The Day After, a dramatisation of the effects of a hypothetical nuclear attack on the United States (after a Soviet attack on Germany sparks World War III) was one of the biggest media events of the 1980s.
Screened by ABC on Sunday, 20 November 1983, The Day After was watched by half the adult population of the USA, the largest audience ever for a made-for-TV movie to that time.
The movie was broadcast after weeks of advance publicity, fuelled by White House nervousness about its anti-nuclear bias.
ABC had distributed a half-million “viewer’s guides,” and discussion groups were organised around the country. A studio discussion, in which Secretary of State George Schultz participated, was conducted following the programme.
The advance publicity was unprecedented in scale. It centred on the slogan “The Day After – Beyond Imagining: The starkly realistic drama of nuclear confrontation and its devastating effect on a group of average American citizens”.
The brainchild of Brandon Stoddard, then president of ABC Motion Picture Division, and directed by Nicholas Meyer, The Day After went on to be either broadcast or released as a theatrical feature in over 40 countries.
In Britain, for example, an edited version was shown three weeks later on the ITV commercial network and accompanied by a Campaign for Nuclear Disarmament recruitment drive.
The delicate issue of identification with victims and survivors was handled by setting the catastrophe in a real town with ICBM (intercontinental ballistic missile) silos and by using a large cast of relatively unknown actors – though John Lithgow, playing a scientist, would become more famous – and a horde of extras (3,000 extras played corpses).
Time magazine opined that “much of the power came from the quasi-documentary idea that nuclear destruction had been visited upon the real town of Lawrence, Kansas, rather than upon some back lot of Warner Brothers.”
Following the blinding light of the nuclear strike, bodies are frozen in mid-motion, lit up by X-rays and then incinerated.
While the immediate blast effect is horrible, it’s the wasteland in the aftermath that really shows the intensity of nuclear war. The survivors form lawless groups, picking through rubble and looting to stay alive before dying of either radiation poisoning or starvation and misery.
The destruction had involved the careful arrangement of twenty truckloads of construction rubble and sackfuls of soot, flour and ashes blown by wind machines.
Consequently, the blasted buildings and the citizens – covered in white fallout dust, dead or dying, red-eyed and going bald, looting and killing, some digging mass graves before radiation sickness struck them too – were a disturbing sight.
Scriptwriter Edward Hume decided to fudge the World War III scenario: “It’s not about politics or politicians or military decision-makers. It is simply about you and me – doctors, farmers, teachers, students, brothers and kid sisters engaged in the usual love and labour of life in the month of September”.
Production proceeded without the cooperation of the Defence Department, which had wanted the script to make it clear the Soviets started the war.

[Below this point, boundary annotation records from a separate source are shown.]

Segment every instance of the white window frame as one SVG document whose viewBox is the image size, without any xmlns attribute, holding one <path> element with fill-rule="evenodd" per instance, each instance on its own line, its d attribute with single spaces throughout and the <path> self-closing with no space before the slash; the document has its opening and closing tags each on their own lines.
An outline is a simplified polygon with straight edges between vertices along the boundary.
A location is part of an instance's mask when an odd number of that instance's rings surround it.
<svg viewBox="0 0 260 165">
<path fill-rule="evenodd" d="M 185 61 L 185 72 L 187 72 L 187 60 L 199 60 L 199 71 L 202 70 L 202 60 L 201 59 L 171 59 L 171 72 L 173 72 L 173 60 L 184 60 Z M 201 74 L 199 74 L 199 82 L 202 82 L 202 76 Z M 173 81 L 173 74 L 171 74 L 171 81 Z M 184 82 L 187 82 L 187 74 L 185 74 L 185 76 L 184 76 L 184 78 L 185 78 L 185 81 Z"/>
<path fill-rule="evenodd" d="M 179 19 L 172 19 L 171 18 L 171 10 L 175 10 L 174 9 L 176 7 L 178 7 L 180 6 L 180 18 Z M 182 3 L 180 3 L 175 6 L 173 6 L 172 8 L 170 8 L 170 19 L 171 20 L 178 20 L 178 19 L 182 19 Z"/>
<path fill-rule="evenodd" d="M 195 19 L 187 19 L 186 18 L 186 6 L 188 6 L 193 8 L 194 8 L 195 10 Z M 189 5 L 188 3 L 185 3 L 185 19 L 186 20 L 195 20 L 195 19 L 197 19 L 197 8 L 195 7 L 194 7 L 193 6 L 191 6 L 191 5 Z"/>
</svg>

Despite occasional trappings of actuality, the plot develops in soap opera fashion, with two families about to be united by marriage. But it evolves to an image of a community that survives the nuclear family, centred on what is left of the local university and based on the model of a medieval monastery.
The film broke two cardinal rules previously held sacrosanct by US television networks and the Hollywood movie industry – never leave viewers politically aroused and never leave them emotionally depressed. In another television first in the US, there were no commercial breaks after the bomb fell.
Some critics found it too tame in its depiction of the effects of nuclear attack (abroad, this was sometimes attributed to American naiveté about war) – a reproach anticipated in the final caption; “The catastrophic events you have witnessed are, in all likelihood, less severe than the destruction that would actually occur in the event of a full nuclear strike against the United States”.